Burkina Faso : la fin du misérabilisme médiatique
Le Burkina Faso a franchi une étape décisive en éradiquant définitivement la pratique du « poverty porn » (pornographie de la misère), une forme de représentation de la détresse humaine devenue monnaie d’échange sur les réseaux sociaux. Désormais, cette approche est strictement interdite par le gouvernement de transition, qui entend ainsi préserver la dignité des individus et rééquilibrer le récit national.
L’impact pernicieux du voyeurisme de la souffrance
Les plateformes numériques ont transformé la misère en spectacle, où des influenceurs ou des organisations humanitaires exploitent des images choquantes de populations vulnérables — enfants malnutris, familles déplacées ou communautés en crise — pour susciter des réactions émotionnelles immédiates. Si l’objectif affiché est souvent de mobiliser des fonds ou de sensibiliser l’opinion, cette méthode soulève une question éthique majeure : elle réduit les personnes concernées à des objets de pitié, effaçant leur histoire et leur dignité au profit d’un voyeurisme indécent.

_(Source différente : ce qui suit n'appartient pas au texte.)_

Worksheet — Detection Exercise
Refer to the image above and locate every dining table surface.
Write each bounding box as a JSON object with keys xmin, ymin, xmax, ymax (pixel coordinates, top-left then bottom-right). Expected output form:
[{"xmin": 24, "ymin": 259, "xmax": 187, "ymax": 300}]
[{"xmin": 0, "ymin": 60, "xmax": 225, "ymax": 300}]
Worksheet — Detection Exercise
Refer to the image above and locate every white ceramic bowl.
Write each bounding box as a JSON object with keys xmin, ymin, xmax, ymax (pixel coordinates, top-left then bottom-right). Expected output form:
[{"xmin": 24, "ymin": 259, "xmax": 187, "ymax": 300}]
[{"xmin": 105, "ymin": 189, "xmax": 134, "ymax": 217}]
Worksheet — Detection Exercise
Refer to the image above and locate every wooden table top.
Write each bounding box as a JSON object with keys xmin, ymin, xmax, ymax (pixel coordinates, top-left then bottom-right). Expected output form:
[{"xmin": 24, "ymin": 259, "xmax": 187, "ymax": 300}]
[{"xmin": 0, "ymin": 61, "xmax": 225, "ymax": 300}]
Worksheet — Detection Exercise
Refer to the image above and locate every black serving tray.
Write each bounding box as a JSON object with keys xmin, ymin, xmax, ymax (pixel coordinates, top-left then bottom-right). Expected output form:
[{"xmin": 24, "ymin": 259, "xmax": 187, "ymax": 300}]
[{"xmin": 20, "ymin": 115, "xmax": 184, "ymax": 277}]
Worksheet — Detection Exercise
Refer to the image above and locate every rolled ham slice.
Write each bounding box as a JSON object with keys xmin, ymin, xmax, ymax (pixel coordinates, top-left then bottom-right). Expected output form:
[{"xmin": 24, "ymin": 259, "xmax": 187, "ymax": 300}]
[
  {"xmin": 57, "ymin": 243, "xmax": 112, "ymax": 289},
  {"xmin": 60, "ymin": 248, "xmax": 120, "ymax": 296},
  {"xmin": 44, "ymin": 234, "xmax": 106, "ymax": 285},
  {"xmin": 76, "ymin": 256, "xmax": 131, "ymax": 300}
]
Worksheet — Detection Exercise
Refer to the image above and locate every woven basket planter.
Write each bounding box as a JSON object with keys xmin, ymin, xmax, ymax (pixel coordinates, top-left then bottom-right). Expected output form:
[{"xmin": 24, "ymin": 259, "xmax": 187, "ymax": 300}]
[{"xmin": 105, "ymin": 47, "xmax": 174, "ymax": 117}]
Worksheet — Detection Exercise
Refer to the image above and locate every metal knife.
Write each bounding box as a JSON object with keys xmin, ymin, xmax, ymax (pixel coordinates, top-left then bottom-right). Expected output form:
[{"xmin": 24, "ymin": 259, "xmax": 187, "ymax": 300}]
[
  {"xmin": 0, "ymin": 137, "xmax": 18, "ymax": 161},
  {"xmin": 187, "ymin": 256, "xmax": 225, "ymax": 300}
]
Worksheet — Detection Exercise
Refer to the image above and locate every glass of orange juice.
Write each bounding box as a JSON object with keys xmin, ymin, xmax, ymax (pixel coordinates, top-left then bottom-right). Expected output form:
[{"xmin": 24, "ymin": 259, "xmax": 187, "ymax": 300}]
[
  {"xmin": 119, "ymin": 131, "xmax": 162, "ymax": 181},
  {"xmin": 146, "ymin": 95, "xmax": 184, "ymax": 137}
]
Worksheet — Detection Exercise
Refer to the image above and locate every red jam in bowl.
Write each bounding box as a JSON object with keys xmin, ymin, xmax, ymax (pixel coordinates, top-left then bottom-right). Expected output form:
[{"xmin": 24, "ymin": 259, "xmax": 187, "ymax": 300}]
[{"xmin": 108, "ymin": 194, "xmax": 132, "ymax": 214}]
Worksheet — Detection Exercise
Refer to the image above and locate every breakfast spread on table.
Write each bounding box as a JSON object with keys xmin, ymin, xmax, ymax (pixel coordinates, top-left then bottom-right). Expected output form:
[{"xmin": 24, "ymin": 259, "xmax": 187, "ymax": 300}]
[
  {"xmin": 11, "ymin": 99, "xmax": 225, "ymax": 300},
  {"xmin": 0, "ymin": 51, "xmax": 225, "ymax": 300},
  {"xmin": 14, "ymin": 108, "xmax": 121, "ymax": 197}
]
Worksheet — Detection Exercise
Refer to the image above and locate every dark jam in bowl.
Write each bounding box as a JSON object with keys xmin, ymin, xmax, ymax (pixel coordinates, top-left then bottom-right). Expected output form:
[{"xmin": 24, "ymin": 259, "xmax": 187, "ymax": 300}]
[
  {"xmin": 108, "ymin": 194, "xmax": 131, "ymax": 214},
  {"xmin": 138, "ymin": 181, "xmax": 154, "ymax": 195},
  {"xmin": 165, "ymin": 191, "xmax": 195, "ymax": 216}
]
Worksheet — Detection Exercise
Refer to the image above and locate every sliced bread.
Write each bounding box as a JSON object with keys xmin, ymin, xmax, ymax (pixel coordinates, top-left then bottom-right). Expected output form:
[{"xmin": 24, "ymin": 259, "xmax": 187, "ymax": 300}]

Une décision motivée par des enjeux éthiques et stratégiques
Cette interdiction ne se limite pas à une préoccupation morale. Au cœur d’une crise multidimensionnelle, le Burkina Faso fait face à des défis sécuritaires et politiques d’envergure. Les autorités estiment que la diffusion massive d’images de détresse, souvent reprises à l’étranger, déforme la perception du pays et alimente des stéréotypes néfastes. En encadrant strictement la diffusion de ces contenus, le gouvernement cherche à reprendre le contrôle du récit national, non pas pour nier les difficultés du terrain, mais pour éviter que le pays ne soit réduit à une image de vulnérabilité permanente.
Les critiques : une manœuvre politique déguisée ?
Cependant, cette mesure suscite de vives critiques au sein de la société civile et parmi les opposants à la transition. Certains y voient une tentative déguisée de museler l’information et de camoufler les réalités alarmantes du pays. Sous l’égide du capitaine Ibrahim Traoré (« IB »), le gouvernement serait accusé de verrouiller l’accès aux données sur la crise humanitaire — des millions de déplacés internes, des zones sous blocus, une précarité généralisée — pour préserver une image de stabilité et de maîtrise de la situation. Pour les détracteurs, cette loi agit comme un voile jeté sur une crise humanitaire dont les conséquences restent dramatiques.
Repenser l’humanitaire : entre transparence et respect
Quoi qu’il en soit, cette nouvelle législation impose aux acteurs humanitaires et aux communicateurs de repenser leurs stratégies. La question se pose désormais : comment alerter sur l’urgence tout en respectant la dignité des populations ? Les experts s’accordent sur une réponse : privilégier un journalisme de terrain responsable et une communication axée sur les solutions. Plutôt que de se focaliser sur la souffrance, il est possible de mettre en lumière la résilience des Burkinabè, leurs initiatives locales et leur capacité à affronter l’adversité, sans pour autant minimiser la gravité de la situation.
Cette approche permet de maintenir une visibilité sur la crise, tout en redonnant aux personnes concernées leur rôle d’acteurs de leur propre destin. L’objectif n’est pas de masquer la réalité, mais de la raconter avec justesse, en évitant de tomber dans le piège du misérabilisme ou de la censure arbitraire.